Abstract

Radionuclide, stable lead isotope and trace metal analyses on fine-grained sediment cores collected along a 24-mile reach of the upper Hudson River were used to establish temporal trends of contaminant loadings, to establish stable lead isotopes as an additional stratigraphic tool, and as tracers for resolving particle transport fluxes over periods of decades. Very large contaminant inputs of Cd, Sb, Pb and Cr were evident in the sediment record. One potential large source for these metals was from a pigment manufacturing facility in Glens Falls, NY. The total range in stable lead isotope ratios observed in well-dated cores from about 15 miles downstream of the potential metal inputs was large (e.g., maximum difference in 206Pb/ 207Pb is 10%) and characterized by four major shifts occurring in the 1950s, 1960s, 1970s and 1980s. The temporal trend in 206Pb/ 207Pb has been used to establish precise dating of a sediment core from 24 miles further downstream. The large magnitude and abrupt shifts in stable lead isotope ratios preserved in upper Hudson sediment cores provide a way to significantly improve dating models, based only on radionuclide analyses. Cadmium, lead and antimony were identified as quite sensitive tracers of upper Hudson sediments due to the magnitude of contamination and the lack of significant additional downstream sources of these contaminant metals.
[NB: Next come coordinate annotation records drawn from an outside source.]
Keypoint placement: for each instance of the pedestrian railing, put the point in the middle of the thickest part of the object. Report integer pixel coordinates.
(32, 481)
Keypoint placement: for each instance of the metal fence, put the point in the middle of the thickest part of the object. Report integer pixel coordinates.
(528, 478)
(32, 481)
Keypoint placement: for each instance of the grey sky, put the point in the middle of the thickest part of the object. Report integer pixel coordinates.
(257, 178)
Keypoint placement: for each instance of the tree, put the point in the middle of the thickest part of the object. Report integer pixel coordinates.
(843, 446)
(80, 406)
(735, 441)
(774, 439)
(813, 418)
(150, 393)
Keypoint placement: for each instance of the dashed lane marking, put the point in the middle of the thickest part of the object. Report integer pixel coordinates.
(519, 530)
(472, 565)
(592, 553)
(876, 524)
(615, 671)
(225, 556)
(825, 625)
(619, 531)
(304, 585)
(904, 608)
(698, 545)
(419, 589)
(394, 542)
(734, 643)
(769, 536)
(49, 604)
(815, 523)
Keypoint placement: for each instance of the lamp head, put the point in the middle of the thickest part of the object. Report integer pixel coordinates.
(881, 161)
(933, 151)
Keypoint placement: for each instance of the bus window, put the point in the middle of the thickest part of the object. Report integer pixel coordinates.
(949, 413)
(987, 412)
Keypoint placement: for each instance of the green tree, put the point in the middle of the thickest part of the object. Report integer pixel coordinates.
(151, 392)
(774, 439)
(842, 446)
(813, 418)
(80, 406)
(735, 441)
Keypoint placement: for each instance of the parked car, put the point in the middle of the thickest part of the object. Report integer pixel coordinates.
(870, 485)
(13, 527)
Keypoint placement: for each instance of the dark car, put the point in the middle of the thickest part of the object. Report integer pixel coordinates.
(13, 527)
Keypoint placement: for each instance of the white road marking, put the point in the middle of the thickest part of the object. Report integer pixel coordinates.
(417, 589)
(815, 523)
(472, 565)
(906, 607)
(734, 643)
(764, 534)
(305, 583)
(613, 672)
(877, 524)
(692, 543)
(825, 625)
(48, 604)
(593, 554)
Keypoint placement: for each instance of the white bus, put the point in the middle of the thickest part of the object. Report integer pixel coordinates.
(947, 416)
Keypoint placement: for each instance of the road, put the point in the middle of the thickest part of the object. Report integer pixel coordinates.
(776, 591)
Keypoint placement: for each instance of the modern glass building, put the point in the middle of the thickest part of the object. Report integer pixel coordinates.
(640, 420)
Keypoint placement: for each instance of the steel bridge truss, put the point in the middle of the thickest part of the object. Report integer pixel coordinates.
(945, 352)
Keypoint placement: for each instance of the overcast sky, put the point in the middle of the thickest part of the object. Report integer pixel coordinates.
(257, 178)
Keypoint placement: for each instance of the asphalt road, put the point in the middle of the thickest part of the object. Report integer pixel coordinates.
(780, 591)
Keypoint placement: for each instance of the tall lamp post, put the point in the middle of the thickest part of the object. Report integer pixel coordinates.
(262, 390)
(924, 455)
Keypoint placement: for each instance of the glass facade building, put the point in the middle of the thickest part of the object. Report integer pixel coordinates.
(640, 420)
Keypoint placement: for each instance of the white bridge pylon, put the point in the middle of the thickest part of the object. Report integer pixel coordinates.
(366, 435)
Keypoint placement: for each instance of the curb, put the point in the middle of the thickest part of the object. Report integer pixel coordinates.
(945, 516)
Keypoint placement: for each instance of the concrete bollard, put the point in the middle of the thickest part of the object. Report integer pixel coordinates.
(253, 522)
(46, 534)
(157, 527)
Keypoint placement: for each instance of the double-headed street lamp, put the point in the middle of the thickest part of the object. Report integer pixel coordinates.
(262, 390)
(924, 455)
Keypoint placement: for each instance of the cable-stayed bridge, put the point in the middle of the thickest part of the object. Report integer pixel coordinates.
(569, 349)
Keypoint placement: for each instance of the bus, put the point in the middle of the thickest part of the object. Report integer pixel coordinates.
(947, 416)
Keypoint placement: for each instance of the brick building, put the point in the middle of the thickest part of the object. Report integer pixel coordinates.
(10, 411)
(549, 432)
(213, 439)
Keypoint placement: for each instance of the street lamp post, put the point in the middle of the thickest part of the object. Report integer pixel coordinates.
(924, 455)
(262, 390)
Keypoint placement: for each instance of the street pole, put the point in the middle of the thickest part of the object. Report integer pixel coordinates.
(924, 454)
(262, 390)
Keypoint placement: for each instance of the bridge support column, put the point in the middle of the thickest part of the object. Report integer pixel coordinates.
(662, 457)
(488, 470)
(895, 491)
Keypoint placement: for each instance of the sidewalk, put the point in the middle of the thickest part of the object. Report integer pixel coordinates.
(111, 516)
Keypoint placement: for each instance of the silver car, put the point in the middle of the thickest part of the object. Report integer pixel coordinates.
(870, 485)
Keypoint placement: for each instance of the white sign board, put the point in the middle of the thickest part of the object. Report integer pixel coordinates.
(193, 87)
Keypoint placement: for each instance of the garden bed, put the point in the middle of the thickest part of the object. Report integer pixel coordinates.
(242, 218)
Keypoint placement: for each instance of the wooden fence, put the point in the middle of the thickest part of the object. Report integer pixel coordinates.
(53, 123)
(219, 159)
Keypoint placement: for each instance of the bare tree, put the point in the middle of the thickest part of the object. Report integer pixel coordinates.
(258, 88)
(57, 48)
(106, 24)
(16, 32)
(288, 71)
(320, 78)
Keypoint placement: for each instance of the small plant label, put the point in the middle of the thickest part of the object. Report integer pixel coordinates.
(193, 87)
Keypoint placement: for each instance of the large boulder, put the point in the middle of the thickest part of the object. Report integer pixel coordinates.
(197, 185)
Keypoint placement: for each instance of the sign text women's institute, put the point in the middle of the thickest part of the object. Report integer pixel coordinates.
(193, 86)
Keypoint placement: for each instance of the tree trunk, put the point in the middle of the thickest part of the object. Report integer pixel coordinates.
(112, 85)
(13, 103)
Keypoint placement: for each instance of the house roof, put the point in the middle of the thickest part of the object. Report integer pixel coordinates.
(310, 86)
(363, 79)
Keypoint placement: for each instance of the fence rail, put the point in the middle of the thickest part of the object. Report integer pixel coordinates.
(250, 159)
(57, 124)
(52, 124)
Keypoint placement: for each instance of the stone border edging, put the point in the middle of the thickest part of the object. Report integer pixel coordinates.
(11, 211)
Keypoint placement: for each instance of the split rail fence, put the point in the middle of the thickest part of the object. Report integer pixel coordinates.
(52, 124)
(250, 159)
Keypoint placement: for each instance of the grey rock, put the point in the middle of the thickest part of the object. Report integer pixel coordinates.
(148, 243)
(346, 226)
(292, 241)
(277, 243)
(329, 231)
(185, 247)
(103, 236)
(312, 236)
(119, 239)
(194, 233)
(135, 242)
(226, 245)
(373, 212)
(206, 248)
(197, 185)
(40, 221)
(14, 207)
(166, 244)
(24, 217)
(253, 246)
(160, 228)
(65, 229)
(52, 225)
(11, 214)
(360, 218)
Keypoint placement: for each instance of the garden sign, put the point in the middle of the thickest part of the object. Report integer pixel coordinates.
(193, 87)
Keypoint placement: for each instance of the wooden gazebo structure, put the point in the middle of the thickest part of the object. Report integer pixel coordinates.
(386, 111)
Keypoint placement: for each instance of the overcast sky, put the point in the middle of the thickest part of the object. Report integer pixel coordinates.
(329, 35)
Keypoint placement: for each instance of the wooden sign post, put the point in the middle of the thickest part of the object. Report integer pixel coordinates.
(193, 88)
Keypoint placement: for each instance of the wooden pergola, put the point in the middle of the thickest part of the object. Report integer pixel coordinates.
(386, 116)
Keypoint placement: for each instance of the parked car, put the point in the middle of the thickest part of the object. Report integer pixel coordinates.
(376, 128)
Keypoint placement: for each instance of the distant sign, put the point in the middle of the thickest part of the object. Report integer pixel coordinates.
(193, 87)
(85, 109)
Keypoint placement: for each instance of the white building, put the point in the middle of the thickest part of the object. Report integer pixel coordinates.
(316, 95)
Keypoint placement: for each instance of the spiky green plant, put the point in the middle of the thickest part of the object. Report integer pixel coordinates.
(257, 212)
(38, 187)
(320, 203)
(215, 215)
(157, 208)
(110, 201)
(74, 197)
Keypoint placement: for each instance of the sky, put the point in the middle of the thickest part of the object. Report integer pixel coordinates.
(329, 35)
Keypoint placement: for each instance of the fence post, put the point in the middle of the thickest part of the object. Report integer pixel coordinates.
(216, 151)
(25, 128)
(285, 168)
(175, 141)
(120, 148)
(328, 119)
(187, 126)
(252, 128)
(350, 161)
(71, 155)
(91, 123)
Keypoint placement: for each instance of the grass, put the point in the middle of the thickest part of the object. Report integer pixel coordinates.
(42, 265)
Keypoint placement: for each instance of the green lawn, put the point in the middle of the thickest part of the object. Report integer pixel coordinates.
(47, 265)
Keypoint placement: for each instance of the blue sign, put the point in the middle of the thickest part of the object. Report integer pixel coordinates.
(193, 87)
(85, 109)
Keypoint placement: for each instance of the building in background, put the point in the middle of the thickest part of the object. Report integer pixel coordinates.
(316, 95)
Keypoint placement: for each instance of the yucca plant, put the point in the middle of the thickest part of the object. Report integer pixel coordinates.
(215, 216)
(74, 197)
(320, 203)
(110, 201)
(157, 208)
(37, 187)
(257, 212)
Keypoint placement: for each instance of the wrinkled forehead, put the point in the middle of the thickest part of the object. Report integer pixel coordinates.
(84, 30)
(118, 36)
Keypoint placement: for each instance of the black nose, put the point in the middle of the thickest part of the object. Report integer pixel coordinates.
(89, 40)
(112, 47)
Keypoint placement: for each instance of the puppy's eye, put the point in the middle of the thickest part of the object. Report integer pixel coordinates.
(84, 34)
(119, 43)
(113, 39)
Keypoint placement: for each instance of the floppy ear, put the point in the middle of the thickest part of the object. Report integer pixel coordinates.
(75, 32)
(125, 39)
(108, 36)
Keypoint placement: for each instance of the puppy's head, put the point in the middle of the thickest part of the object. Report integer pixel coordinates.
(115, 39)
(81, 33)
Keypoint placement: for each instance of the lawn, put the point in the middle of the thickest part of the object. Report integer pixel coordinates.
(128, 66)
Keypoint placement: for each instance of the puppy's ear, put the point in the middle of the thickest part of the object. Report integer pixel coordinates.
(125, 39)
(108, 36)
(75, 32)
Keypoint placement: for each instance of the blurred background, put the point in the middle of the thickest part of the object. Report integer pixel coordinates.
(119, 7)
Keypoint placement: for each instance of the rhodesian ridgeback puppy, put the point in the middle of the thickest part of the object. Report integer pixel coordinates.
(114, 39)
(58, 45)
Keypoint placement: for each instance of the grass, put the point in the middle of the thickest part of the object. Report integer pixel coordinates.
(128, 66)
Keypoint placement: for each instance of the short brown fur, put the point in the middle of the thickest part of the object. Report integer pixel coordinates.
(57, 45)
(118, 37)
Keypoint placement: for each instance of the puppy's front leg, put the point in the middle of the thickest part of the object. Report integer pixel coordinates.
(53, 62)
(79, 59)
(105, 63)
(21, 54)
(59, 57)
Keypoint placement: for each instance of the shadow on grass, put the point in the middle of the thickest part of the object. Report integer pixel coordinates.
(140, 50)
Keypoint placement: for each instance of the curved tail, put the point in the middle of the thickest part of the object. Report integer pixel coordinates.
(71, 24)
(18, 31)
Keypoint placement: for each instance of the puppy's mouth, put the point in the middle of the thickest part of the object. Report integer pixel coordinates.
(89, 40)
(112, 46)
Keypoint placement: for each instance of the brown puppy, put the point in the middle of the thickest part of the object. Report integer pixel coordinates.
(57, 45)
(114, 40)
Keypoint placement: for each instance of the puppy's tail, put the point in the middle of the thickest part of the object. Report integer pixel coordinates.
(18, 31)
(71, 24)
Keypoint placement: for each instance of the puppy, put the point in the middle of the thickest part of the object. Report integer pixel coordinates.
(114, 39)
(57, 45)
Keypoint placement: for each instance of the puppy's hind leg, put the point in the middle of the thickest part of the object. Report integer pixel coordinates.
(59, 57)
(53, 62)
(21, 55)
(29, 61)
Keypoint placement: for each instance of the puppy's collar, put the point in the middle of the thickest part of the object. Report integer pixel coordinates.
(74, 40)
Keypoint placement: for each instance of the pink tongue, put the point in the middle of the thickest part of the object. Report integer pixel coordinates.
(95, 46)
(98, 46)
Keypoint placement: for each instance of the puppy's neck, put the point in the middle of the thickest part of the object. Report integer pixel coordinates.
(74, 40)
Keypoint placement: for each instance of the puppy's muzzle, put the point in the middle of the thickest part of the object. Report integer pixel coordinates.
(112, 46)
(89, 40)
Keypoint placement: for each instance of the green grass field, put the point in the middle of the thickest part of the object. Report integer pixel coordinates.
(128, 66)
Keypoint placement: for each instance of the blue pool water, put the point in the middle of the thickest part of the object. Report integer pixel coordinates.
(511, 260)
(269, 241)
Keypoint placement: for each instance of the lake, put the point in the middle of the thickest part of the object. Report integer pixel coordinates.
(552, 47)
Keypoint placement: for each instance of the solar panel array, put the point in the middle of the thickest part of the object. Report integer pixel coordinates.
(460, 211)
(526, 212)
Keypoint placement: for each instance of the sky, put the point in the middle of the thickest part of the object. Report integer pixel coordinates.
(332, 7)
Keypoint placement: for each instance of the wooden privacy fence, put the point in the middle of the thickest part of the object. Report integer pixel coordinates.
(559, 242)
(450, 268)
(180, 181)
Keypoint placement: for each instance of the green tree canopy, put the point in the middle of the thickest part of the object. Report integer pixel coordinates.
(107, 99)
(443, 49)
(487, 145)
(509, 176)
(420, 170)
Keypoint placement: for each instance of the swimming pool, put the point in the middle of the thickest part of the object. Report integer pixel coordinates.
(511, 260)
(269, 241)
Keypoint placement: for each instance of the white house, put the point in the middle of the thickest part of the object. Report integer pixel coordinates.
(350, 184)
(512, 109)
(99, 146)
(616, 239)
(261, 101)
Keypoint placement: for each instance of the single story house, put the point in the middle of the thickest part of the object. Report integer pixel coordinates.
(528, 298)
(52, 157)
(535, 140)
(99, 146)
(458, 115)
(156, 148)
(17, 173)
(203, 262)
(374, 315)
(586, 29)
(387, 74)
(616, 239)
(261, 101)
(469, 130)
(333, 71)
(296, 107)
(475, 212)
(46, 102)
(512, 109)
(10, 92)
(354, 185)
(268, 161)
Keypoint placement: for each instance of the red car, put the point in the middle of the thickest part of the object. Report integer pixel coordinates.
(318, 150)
Metal measurements in a pair of sediment cores located 24 miles apart were used to constrain relative fluxes of sediment entering the river between the two coring locations, with sediment sections deposited between the early 1960s and the late 1970s in these two cores suggesting that 3–4 times more sediment entered the river between the two coring sites than was transported from upstream. These dilution factors agree very well with estimates based on suspended sediment measurements during a flood event in April 1994 and with estimates based on mechanistic model of suspended sediment transport between 1977 and 1992.